Department of Neurology, St. Vincent's Hospital, Sydney, NSW, Australia.
Department of Clinical and Movement Neurosciences, UCL Queen Square Institute of Neurology, University College London, London, UK.
J Neurol. 2021 Jan;268(1):321-336. doi: 10.1007/s00415-020-10153-6. Epub 2020 Aug 17.
The clinical spectrum of tics induced by antiepileptic drugs (AED), a form of 'secondary Tourettism', is largely unknown. Examining the literature aimed to help clinicians identify, understand and manage these cases. Understanding the mechanism of AED-induced tics could provide valuable insights into why certain patients may be vulnerable to this adverse event.
A pragmatic systematic review, adapted from the Preferred Reporting Items for Systematic Reviews and Meta-Analyses (PRISMA) guidelines, was performed. Data sources included: PubMed, Medline and Cochrane Library. No lower date restrictions were employed, with December 2019 being the end date. Any tics reported in the presence of an AED were included in the review. Case reports were not excluded due to the scant evidence. Individual patient-level data was extracted from published material and the Naranjo Scale was applied to each case to assess the likelihood of causality.

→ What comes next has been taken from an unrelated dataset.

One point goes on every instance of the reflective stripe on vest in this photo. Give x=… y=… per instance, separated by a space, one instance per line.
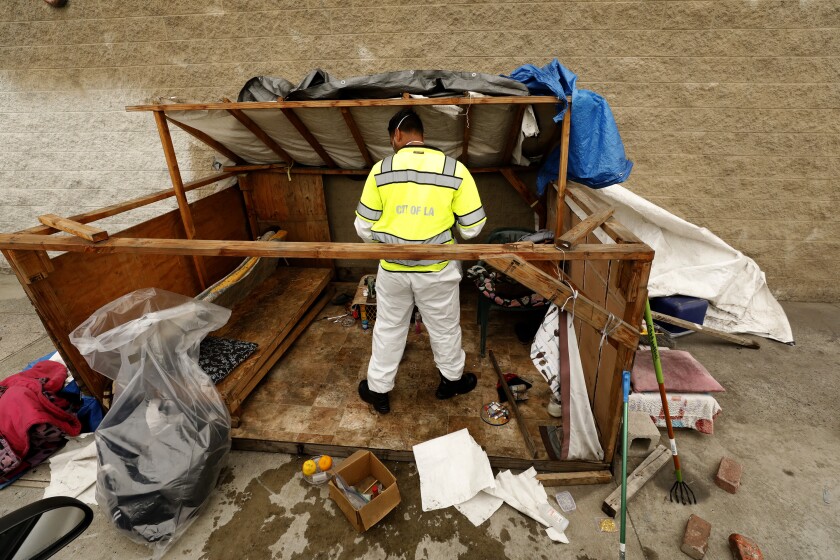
x=368 y=213
x=472 y=218
x=442 y=237
x=419 y=177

181 unique papers were identified from the search. 24 manuscripts with a total of 43 subjects met eligibility for analysis. AED with different modes of action: carbamazepine, clonazepam, lacosamide, lamotrigine, levetiracetam, phenytoin and phenobarbital; were identified as causative AEDs. The clinical phenotype was broad, although a neuropsychiatric history characterised by reduced impulse control was more predictive than a previous tic in the adult population, phenomenology had a facial/truncal predominance and most tics resolved or improve with either AED withdrawal or dose reduction.
Multiple AEDs with different modes of action can induce tic disorders, including newer AEDs. The cause is therefore unlikely to be an alteration to a single neurotransmitter, but rather an imbalance of networks, influenced further by individual factors.

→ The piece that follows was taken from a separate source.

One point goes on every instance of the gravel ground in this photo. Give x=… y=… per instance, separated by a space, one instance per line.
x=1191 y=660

抗癫痫药物(AED)引起的抽搐,即“继发性图雷特综合征”,其临床表现谱很大程度上尚未被了解。本研究旨在通过文献回顾帮助临床医生识别、理解和管理这些病例。了解 AED 引起抽搐的机制可能为为何某些患者易发生这种不良反应提供有价值的见解。
采用从系统评价和荟萃分析首选报告项目(PRISMA)指南改编而来的实用系统评价方法。数据来源包括:PubMed、Medline 和 Cochrane Library。没有设定较低的日期限制,截止日期为 2019 年 12 月。在 AED 存在的情况下报告的任何抽搐均包含在本综述中。由于证据不足,并未排除病例报告。从已发表的材料中提取个体患者数据,并对每个病例应用 Naranjo 量表评估因果关系的可能性。

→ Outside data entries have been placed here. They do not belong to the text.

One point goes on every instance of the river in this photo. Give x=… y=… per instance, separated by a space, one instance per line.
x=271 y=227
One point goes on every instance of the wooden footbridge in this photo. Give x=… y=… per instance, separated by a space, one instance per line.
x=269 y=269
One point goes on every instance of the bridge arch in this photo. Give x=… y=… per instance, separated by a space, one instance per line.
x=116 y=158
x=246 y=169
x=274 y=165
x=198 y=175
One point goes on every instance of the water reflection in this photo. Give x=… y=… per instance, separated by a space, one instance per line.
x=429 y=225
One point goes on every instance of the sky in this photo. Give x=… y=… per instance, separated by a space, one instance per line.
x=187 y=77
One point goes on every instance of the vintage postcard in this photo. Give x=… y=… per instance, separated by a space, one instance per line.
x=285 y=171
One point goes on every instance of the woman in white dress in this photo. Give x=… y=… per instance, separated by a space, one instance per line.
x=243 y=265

从检索中确定了 181 篇独特的论文。24 篇论文共 43 名患者符合纳入分析的标准。作用机制不同的 AED:卡马西平、氯硝西泮、拉科酰胺、左乙拉西坦、苯妥英钠和苯巴比妥,被确定为致病 AED。临床表现谱广泛,尽管成年人群中存在以减少冲动控制为特征的神经精神病史比既往抽搐更具预测性,但在神经学上存在以面部/躯干为主的表现,并且大多数抽搐在 AED 停药或剂量减少后可缓解或改善。
多种作用机制不同的 AED 可引起抽搐障碍,包括新型 AED。因此,其病因不太可能是单一神经递质的改变,而是网络的失衡,个体因素也会进一步影响这种失衡。